#### How to use
* maximum_superleave_length indicates the maximum length of superleaves to consider. Right now, maximum runnable on my local machine is 5.
* ev_calculator_max_length indicates the maximum length of superleave that we want to calculate the EV for based on a log file of games (log_file).

#### To-do
1. Have creation of duplicates go in reverse so that all necessary columns are present.


#### Changelog
* 1/27/19 - Determined that the speed of creation of the rack dataframes is a function of the length of the dataframe. From that, realized that we should organize leaves by least-frequent to most-frequent letter, such that sub-dataframes are created from the shortest racks possible.

In [1]:
from itertools import combinations
import numpy as np
import pandas as pd
import seaborn as sns
from string import ascii_uppercase
import time as time

%matplotlib inline

maximum_superleave_length = 5
ev_calculator_max_length = 5

log_file = 'log_games.csv'

Create a dictionary of all possible 1 to 6-tile leaves. Also, add functionality for sorting by an arbitrary key - allowing us to put rarest letters first

In [2]:
tilebag = ['A']*9+['B']*2+['C']*2+['D']*4+['E']*12+\
          ['F']*2+['G']*3+['H']*2+['I']*9+['J']*1+\
          ['K']*1+['L']*4+['M']*2+['N']*6+['O']*8+\
          ['P']*2+['Q']*1+['R']*6+['S']*4+['T']*6+\
          ['U']*4+['V']*2+['W']*2+['X']*1+['Y']*2+\
          ['Z']*1+['?']*2
            
tiles = [x for x in ascii_uppercase] + ['?']

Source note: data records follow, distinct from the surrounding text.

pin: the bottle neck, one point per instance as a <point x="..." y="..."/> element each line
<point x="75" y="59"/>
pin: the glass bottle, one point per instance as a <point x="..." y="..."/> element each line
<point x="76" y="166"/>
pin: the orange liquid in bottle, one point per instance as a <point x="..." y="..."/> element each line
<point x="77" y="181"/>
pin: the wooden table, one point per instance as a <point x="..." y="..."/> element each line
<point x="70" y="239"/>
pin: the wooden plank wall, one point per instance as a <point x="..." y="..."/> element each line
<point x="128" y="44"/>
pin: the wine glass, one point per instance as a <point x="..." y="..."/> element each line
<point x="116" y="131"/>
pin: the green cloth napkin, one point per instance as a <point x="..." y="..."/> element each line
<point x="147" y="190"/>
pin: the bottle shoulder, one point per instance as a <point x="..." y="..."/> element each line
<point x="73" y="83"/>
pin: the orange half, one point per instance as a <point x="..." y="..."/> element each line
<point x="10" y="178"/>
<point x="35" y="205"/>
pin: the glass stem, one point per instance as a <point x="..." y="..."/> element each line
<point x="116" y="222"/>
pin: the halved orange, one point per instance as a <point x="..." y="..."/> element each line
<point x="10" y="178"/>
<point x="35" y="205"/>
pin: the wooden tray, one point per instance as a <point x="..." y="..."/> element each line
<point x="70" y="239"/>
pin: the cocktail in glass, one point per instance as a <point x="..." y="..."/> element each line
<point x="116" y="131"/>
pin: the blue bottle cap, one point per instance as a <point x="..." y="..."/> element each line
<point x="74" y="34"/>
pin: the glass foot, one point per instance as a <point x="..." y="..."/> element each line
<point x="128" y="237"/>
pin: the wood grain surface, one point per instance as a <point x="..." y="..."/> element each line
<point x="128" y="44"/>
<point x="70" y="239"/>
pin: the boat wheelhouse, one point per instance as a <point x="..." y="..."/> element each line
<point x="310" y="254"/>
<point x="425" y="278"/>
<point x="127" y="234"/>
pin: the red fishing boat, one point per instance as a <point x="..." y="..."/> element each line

# potential future improvement: calculate optimal order of letters on the fly
rarity_key = 'ZXKJQ?HYMFPWBCVSGDLURTNAOIE'
# alphabetical_key = '?ABCDEFGHIJKLMNOPQRSTUVWXYZ'
sort_func = lambda x: rarity_key.index(x)

In [3]:
t0 = time.time()

leaves = {i:sorted(list(set(list(combinations(tilebag,i))))) for i in 
          range(1,maximum_superleave_length+1)}

# turn leaves from lists of letters into strings
# algorith runs faster if leaves non-alphabetical!
for i in range(1,maximum_superleave_length+1):
    leaves[i] = [''.join(sorted(leave, key=sort_func))
                 for leave in leaves[i]]
    
t1 = time.time()
print('Calculated superleaves up to length {} in {} seconds'.format(
    maximum_superleave_length,t1-t0))

Calculated superleaves up to length 5 in 18.967726707458496 seconds


The bottom creates the full set of leaves for all lengths from 1-5 (6 breaks on my local machine)

In [4]:
for i in range(1,maximum_superleave_length+1):
    print(i,len(leaves[i]))

1 27
2 373
3 3509
4 25254
5 148150


In [5]:
column_dict = {
    0:'rack',
    1:'score',
    2:'tiles_remaining'
}
df = pd.read_csv(log_file, header=None, keep_default_na=False)
df.rename(columns=column_dict,inplace=True)

In [6]:
tile_limit = 1
df = df.loc[df['tiles_remaining']>=tile_limit]

In [7]:
df = df.iloc[:2000000]

Order rack (originally alphabetical, but now custom key with rarest letters first for maximum efficiency). Note that this is slower than alphabetical organization because it has to use the index function, but should be rewarded with subsequent performance enhancements.

In [8]:
t0 = time.time()
df['rack'] = df['rack'].apply(lambda x: ''.join(sorted(x, key=sort_func)))
t1 = time.time()
print(t1-t0)

6.342475891113281


In [9]:
tb = time.time()
df_dict = {'': df}

for multiple in range(1,maximum_superleave_length+1):
    t0 = time.time()

    # iterate through all 27 tiles
    for c in leaves[1]:
        if multiple*c in leaves[multiple]:
            condition = df_dict[(multiple-1)*c]['rack'].apply(lambda x: multiple*c in x)
            df_dict[multiple*c] = df_dict[(multiple-1)*c].loc[condition]
            df[multiple*c] = condition
            df[multiple*c].fillna(False, inplace=True)
                        
    t1 = time.time()
    print('Added columns for all duplicates up to length {} in {} seconds'.format(multiple,t1-t0))
    
te = time.time()
print('Added all necessary columns in {} seconds'.format(te-tb))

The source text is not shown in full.